The mefenamic acid molecule exhibits conformational lability, meaning it can exist in various shapes or conformers. This flexibility arises from changes in the position of the carboxylic acid group and the 2,3-dimethylphenyl fragment about the anthranil moiety. Specifically, the arrangement of the substituted benzene fragments relative to each other plays a crucial role in determining the different polymorphic forms of mefenamic acid.

Recent experimental studies have unveiled two additional hidden conformers of mefenamic acid. These conformers result from alterations in the positions of hydroxyl groups within the molecule. This discovery adds to our understanding of the compound's structural diversity.

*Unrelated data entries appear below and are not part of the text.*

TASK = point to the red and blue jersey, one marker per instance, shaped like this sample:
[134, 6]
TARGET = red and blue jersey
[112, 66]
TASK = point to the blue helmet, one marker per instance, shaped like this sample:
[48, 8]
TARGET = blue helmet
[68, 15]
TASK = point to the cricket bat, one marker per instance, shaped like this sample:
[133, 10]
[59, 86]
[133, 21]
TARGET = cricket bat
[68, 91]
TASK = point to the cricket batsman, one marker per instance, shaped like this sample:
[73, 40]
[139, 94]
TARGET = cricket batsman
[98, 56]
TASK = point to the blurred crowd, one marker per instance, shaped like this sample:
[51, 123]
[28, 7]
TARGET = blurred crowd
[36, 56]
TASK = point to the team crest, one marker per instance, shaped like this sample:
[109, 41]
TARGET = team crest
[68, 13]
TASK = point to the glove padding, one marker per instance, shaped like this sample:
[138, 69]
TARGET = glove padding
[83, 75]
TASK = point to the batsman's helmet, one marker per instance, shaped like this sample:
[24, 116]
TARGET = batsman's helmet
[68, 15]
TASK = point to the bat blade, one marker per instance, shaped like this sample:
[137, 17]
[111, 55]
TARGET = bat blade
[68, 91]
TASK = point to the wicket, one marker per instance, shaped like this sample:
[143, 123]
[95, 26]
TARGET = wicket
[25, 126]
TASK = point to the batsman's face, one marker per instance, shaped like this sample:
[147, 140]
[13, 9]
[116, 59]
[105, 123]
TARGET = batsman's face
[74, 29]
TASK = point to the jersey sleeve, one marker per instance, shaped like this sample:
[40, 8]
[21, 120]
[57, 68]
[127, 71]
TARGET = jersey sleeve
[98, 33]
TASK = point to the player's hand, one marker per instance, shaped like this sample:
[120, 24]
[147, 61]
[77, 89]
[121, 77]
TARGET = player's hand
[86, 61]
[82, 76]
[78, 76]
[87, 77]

External factors, including temperature, pressure, and the surrounding medium, highly influence the conformational state of mefenamic acid. Researchers have conducted extensive investigations into its spatial structure not only in organic solvents but also in supercritical fluids, aerogels, and lipid bilayers. These studies have helped elucidate the impact of different environments on the molecule's conformation.

==Society and culture==
===Availability and pricing===
Mefenamic acid is generic and is available worldwide under many brand names.

In the US, wholesale price of a week's supply of generic mefenamic acid has been quoted as $426.90 in 2014. Brand-name Ponstel is $571.70. By contrast, in the UK, a week's supply is £1.66, or £8.17 for branded Ponstan. In New Zealand, a week's supply of Ponstan costs NZ$9.08, around US$5.50.

==Research==
While studies have been conducted to see if mefenamic acid can improve behavior in transgenic mouse models of Alzheimer's disease there is little evidence that mefenamic acid or other NSAIDs can treat or prevent Alzheimer's in humans; clinical trials of NSAIDs other than mefenamic acid for treatment of Alzheimer's have found more harm than benefit. A small controlled study of 28 human subjects showed improved cognitive impairment using mefenamic acid non-steroidal anti-inflammatory therapy.